The Almeida’s season is devoted to speeches given in past and present by leaders. They want people to think about what visionary leadership sounds like and what being a leader means. Socrates is then in many ways an interesting choice. Not a political leader in any modern sense, his teachings were followed by a small band of fellow philosophers. His trial in 399 BCE came about because he – as an individual – continually sought to distinguish between true and false knowledge, to find out who was wise and who was not by interrogating everyone he met (the now so-called ‘Socratic’ method). As a result he rubbed a lot of people up the wrong way, leading to his accusation in the courts on counts of not worshipping the traditional gods the city worshipped, of introducing his own personal gods, and of corrupting the young. Many scholars also argue that he fell foul of the politics of the day, being too closely aligned with a group of oligarchs (anti-democrats) who had recently seized power (and been chucked out again) in democratic Athens.
Is Socrates’ then a visionary leader or a rebel? And just what is the difference between the two? More importantly, what does he have to say? His speech is hung around two major ideas.

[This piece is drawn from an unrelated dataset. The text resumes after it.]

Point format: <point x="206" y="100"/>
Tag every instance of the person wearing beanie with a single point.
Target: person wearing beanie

The first is that he is proud of the way he conducted himself in the trial – true to his own beliefs and his own sense of righteousness, rather than pandering to what people wanted him to say and behave like (it reminds me of the immortal line in Yes Prime Minister “I am the peoples’ leader, I must follow them!”). The second – and for me more meaningful – is Socrates’ understanding of what awaits him in death. Death he says could be nothingness, a long eternal undisturbed sleep (which he highlights as a joy) or it could be the migration of the soul to a place where all the other dead are (which he again highlights as a joy as it would give him the chance to talk with lots of famous interesting already dead people and continue his search for truth). To die is therefore in either case to gain in his view.
This idea of what death will be like was picked up by the group (members of the Finsbury Park Death Cafe and Gentle Dusk community) reacting to Socrates speech also filmed by the Almeida. See their thoughts here.
For me, the most insightful point was the way in which Socrates’ speech underlines the individuality of death. Across 2500 years (and many cultures and religions), we might not agree with either of Socrates’ versions of what death will be like. But it is, as one discussant put it, the most individual experience we will each ever have. We individually need to square with ourselves what death will be like and make our peace with that. What is crucial is not what a ‘leader’ or anyone else tells us death will be like, but what our own narrative of what death may be.
If Socrates’ speech therefore helps us to understand what visionary leadership sounds like, for me, it underlines the idea that sometimes no one can lead us, we have to lead ourselves.